BERLIN – Under opposition fire, German Foreign Minister Joschka Fischer admitted on Monday that his ministry erred when it fast-tracked visas for hundreds of thousands of visitors, but said he would only give details at a parliamentary inquiry.

Staff at the German embassies in Kiev and Tirana were sacked for handing out tourist visas improperly to hundreds of thousands of Ukrainians and Albanians seeking illegal work in Germany.

With anti-foreigner sentiment growing in Germany, conservative parties blame the lack of checks on an edict issued in 2000 by the Berlin foreign ministry. Policy was tightened again last year.

“I take political responsibility for possible failures to act and errors by my staff,” said Fischer outside a meeting of top leaders of his Greens party in Berlin. “The principle of ministerial responsibility applies and I stand by my staff.”

Fischer rejected demands by junior opposition Christian Democrats that he resign, calling this a “power play”.

Social Democratic Chancellor Gerhard Schroeder spoke out in support of his Foreign Minister, who is also deputy chancellor.

“If the opposition think they can pull down Fischer, they are making a huge miscalculation,” he said. “Joschka Fischer has my complete confidence and my full support and has the support of the whole coalition.”

Fischer said he was willing to testify immediately to a parliamentary committee appointed to investigate the scandal, and would cite all the occasions when Christian Democrat lawmakers had appealed on behalf of constituents for more visas to be issued.

Christian Democrat leader Angela Merkel said she was not satisfied with Fischer’s statement and the Bundestag inquiry would continue “step for step”.

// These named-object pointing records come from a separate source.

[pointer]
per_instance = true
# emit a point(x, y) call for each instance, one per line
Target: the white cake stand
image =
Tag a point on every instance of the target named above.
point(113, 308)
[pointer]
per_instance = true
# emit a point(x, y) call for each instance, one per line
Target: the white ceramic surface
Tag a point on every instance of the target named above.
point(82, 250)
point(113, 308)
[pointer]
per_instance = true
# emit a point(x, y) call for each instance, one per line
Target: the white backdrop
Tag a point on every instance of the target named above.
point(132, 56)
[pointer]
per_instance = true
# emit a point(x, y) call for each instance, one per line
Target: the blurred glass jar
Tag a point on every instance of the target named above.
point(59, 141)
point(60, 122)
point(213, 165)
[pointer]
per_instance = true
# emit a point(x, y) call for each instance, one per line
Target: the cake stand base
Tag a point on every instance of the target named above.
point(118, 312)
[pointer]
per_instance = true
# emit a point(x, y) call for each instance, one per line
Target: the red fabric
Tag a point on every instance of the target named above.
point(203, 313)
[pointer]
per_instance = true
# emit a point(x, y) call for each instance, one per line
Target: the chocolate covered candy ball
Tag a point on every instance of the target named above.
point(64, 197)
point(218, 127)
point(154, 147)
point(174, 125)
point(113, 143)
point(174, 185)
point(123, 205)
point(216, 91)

News reports say the Kiev embassy for a time was issuing 20,000 visas a month, with prostitution rings and people smugglers taking advantage of the opening to spirit illegals into the whole European Union.

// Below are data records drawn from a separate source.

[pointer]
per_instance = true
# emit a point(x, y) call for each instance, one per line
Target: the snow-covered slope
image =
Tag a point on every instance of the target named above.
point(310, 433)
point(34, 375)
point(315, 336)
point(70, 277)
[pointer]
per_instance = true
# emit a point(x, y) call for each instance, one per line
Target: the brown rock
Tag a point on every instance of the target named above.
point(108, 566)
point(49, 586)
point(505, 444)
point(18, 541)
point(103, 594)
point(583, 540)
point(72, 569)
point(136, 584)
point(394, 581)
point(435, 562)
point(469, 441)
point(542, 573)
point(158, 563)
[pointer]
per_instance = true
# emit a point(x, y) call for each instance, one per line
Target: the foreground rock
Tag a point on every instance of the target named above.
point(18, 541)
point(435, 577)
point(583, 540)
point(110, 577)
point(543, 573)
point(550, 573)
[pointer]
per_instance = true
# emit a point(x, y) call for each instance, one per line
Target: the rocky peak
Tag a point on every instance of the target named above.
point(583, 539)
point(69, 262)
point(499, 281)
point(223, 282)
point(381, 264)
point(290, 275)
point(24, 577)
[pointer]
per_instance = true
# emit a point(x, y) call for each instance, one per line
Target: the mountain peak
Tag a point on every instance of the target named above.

But the foreign minister denied Monday that the 2000 edict had led to the “events in Kiev”. Easier visas had been introduced by a Christian Democrat government before Fischer and Schroeder took power in 1998, he said.

Pressure on Fischer increased Friday when former state minister Ludger Volmer stepped down from his current post as Greens foreign policy spokesman. Volmer, who had signed the edict while he was deputy to Fischer at the ministry, has taken most of the heat.